The cell below repeats our initial SQL query, but now it also returns the sersic profile, called sersic_n, and we are already limiting the redshift range to be between 0.02 and 0.03.

In [None]:
query="""
SELECT p.objId, p.ra,p.dec,p.petror90_r, p.expAB_r,
    p.dered_u as u, p.dered_g as g, p.dered_r as r, p.dered_i as i, 
    s.z, s.plate, s.mjd, s.fiberid, n.sersic_n
FROM galaxy AS p
   JOIN SpecObj AS s ON s.bestobjid = p.objid
   JOIN nsatlas AS n ON n.mjd = s.mjd and n.fiberID = s.fiberID and n.plate = s.plate
WHERE p.petror90_r > 10
  and p.ra between 100 and 250
  and s.z between 0.02 and 0.03
  and p.g < 17
"""
all_gals = CasJobs.executeQuery(query, "dr14")
print(" Query returns " + str(len(all_gals))+ " galaxies")
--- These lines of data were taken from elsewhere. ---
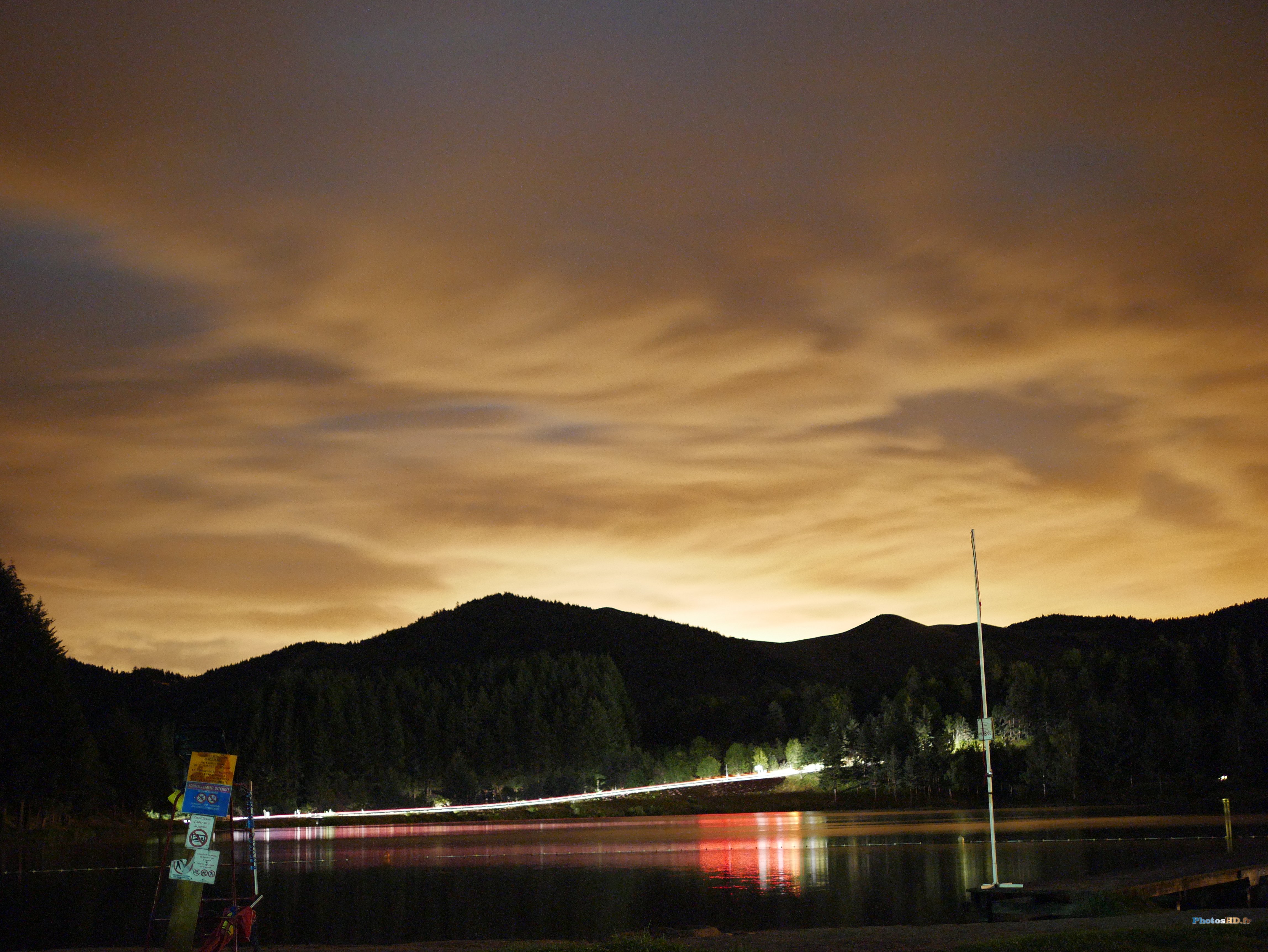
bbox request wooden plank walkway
[968,849,1268,922]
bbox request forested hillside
[0,567,1268,824]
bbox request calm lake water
[0,809,1268,950]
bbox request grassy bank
[956,923,1268,952]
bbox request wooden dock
[968,851,1268,922]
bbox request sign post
[163,750,237,952]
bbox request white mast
[969,529,999,887]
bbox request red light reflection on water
[236,808,1268,892]
[236,813,825,892]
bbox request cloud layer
[0,2,1268,671]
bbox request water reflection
[7,809,1268,948]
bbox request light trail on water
[233,763,823,823]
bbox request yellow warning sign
[185,750,237,786]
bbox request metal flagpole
[969,537,1023,902]
[969,529,999,886]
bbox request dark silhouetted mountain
[760,598,1268,693]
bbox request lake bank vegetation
[0,565,1268,829]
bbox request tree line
[0,563,1268,826]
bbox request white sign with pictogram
[185,814,216,849]
[171,849,221,886]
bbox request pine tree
[0,563,108,816]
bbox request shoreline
[35,908,1268,952]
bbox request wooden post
[163,849,203,952]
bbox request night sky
[0,0,1268,672]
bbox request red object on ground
[198,906,255,952]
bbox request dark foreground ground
[39,909,1268,952]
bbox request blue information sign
[181,780,233,816]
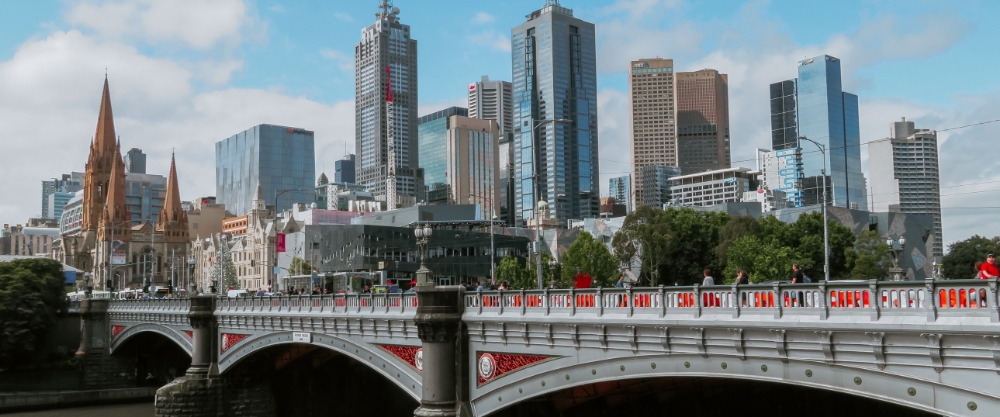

Make a histogram of the values of the sersic index in your sample. Label your histogram with axes and a title. Make sure the number of bins is reasonable.

In [None]:
# Answer  (4 points)

### Exercise:

Look at the morphologies of high and low sersic index galaxies, like you did for blue and red. In other words, make a set of 16 plots of high sersic index galaxies, and then a set of 16 plots of low sersic index galaxies. Let us test that idea that galaxies with a very high sersic index (n > 4) are ellipticals , and those with a very low sersic index (n < 2) are spirals. After you've looked at both those sets of plots (you should show them all below) answer this question: In your opinion, how good is this number at identifying morphology?

In [None]:
# Answer (to plotting the ellipticals, 4 points)


In [None]:
# Answer (to plotting spirals)
#plot a random subset of 16 SPIRALS (4 points)

Answer: (1 point)  

Write a summary (4-6 sentences) of the gains you made in your astronomical knowledge doing this lab. 

Answer: (3 points) 

Write a summary (4-6 sentences) of the gains you made in your programming skills while doing this lab.

Answer: (3 points) 

**Congratulations, that is the end of the Lab!** Make sure you've **run all the code cells, filled in all the text answers and that your plots are all showing without error**.